It often appears these days that international trade is something that just sprang up in the last decade, along with the Internet, cell phones and all-night banking. As business leaders and pundits rail on about how desperately the world needs new trade deals like NAFTA and the FTAA, the lurking implication is that, without them, international trade would pretty much grind to a halt and we'd all be left isolated in some backwater port of the global economy. The truth is that international trade was up and running in the global economy long before these new trade deals began to appear on the horizon about fifteen years ago.
International trade was a hot topic, for instance, way back in 1944 when the world's leading nations met in Bretton Woods, New Hampshire to map out the post-war global economy. John Maynard Keynes, the legendary economist who served as the chief British negotiator at Bretton Woods, and Harry Dexter White, the chief U.S. negotiator, were determined to create a system that would promote international trade. And they succeeded; trade flourished in the decades that followed.
In fact, what's new about the trade deals today isn't that they promote trade. What's new is that they promote trade (and investment) - at the expense of everything else.
By contrast, the delegates meeting at Bretton Woods had more balanced objectives. While keen to promote trade, they also were committed to the principle of democratic government and were anxious to ensure that democratic governments would have policy autonomy in the post-war global economy. (Yes, they also created the IMF and World Bank, but these institutions have turned out very differently than Mr. Keynes and Mr. White planned.)
Specifically, the Bretton Woods crowd viewed corporations and financial institutions as powerful special interests, and considered it necessary for governments to have sufficient power to regulate and control them, in the interest of protecting the public.
This focus on empowering democratic government is exactly the opposite of what the delegates to the Quebec City summit were up to on the weekend. Instead, the Quebec crowd was constructing a new international system in which the power and autonomy of democratic governments is limited - at least when it comes to exerting control over corporations.
Under NAFTA, virtually any attempt by government to impose restrictions on corporations - in the interest of protecting the environment, public health, culture or labour rights - can now be defined as a "trade barrier." And governments imposing such restrictions can find themselves subject to serious harassment by corporations until they remove these so-called trade barriers.

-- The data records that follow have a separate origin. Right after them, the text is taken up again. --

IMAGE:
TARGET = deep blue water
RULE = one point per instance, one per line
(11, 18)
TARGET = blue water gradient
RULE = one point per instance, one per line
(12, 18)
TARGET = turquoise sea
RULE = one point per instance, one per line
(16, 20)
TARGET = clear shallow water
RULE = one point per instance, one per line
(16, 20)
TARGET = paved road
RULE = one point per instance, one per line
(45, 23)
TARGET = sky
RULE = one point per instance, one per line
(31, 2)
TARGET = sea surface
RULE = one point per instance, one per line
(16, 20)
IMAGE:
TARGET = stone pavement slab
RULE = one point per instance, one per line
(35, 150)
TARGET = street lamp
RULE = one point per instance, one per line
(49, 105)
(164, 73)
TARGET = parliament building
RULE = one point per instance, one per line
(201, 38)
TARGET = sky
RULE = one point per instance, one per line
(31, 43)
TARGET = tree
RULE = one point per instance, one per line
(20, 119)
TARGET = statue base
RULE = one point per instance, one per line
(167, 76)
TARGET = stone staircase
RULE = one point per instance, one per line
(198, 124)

So when Ottawa banned the importation of a gasoline additive called MMT, which Environment Canada considered a health hazard, the U.S. producer of MMT sued Canada for $350-million before a NAFTA trade tribunal. Afraid the tribunal would side with the U.S. company, Ottawa settled out of court. It withdrew its ban on MMT, paid the company $19-million and even issued a denial that MMT was a health hazard.
Defenders of NAFTA see no problem with this. Trade lawyer Barry Appleton argued in the Post last week that the denial revealed Canada knew there was no scientific basis for its ban on MMT. I suppose it's possible that Environment Canada simply came to realize the error of its ways. More likely, however, Ottawa changed its tune about MMT for no other reason than to get the company off its back. Ottawa strongly suspected it would lose the case, largely because NAFTA tribunals are notoriously unwilling to recognize any health risks that aren't yet proven beyond a shadow of a doubt.

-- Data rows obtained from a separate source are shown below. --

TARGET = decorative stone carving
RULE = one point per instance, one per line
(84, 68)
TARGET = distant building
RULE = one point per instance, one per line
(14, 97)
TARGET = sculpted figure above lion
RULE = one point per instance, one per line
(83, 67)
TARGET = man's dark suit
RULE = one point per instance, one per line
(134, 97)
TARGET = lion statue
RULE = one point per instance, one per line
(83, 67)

But, obviously, it can take years to amass an overwhelming scientific case proving environmental or health risks. Because of this, it's a basic principle of domestic and international environmental law that governments can take regulatory action sooner, if there's sufficient evidence of possible serious harm. But, as trade lawyer Steven Shrybman notes, NAFTA tribunals and appellate rulings have tended to reject this precautionary approach. This rejection reflects NAFTA's single-minded focus on promoting trade and the rights of corporate investors, over all other possible concerns.

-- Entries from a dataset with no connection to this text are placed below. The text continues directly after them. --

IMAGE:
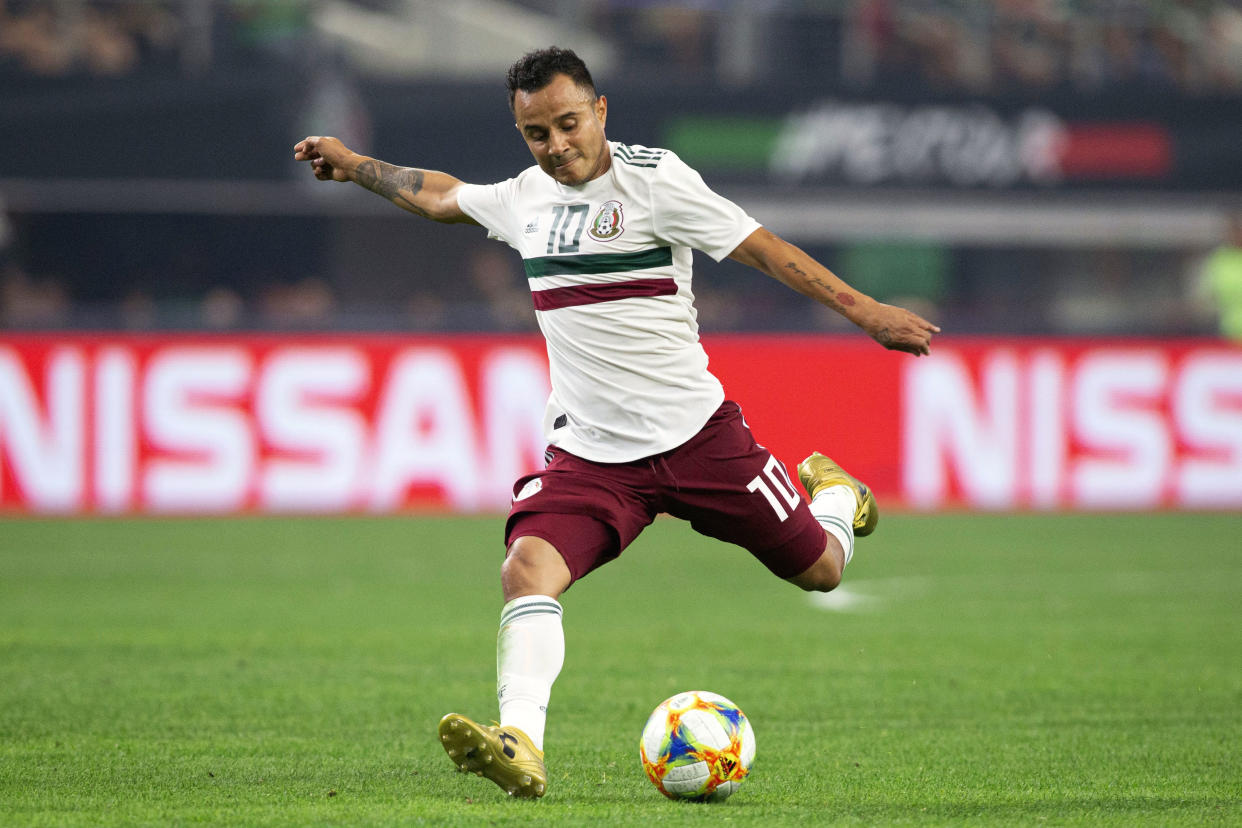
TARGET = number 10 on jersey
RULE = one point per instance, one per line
(775, 486)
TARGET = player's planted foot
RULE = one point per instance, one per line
(504, 755)
(819, 472)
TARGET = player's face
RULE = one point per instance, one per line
(564, 128)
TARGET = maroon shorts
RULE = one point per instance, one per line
(720, 481)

The MMT case illustrates the enormous power corporations have under NAFTA to harass governments over laws they don't like, in the hope - and apparently realistic expectation - that the governments will back off. Appleton assures us that NAFTA tribunals can't actually overturn laws. But who needs the power to actually overturn laws if, as the MMT case reveals, governments will withdraw the laws themselves when corporations harass them with hefty lawsuits - lawsuits that are to be decided by tribunals known to give short shrift to any concerns but trade promotion?
Of course, all this seems to be just more evidence of the powerlessness of government these days. Certainly, the notion that governments are powerless in the global economy is one that falls effortlessly out of the mouths of pundits. Pundits usually go on to attribute this powerlessness to mysterious forces operating out there in the global economy, well beyond our control.
Here's another possibility - governments are powerless these days simply because we keep signing trade deals that render them powerless. It's no more mysterious than that. If we stopped signing these trade deals, governments would be more powerful, and could even be called upon to do things like defend the public interest.
Anyone thinking that this would mean we'd have to sacrifice trade is forgetting what John Maynard Keynes proved, and what the advocates of today's trade deals want us to forget - that it's possible to have both trade and democracy.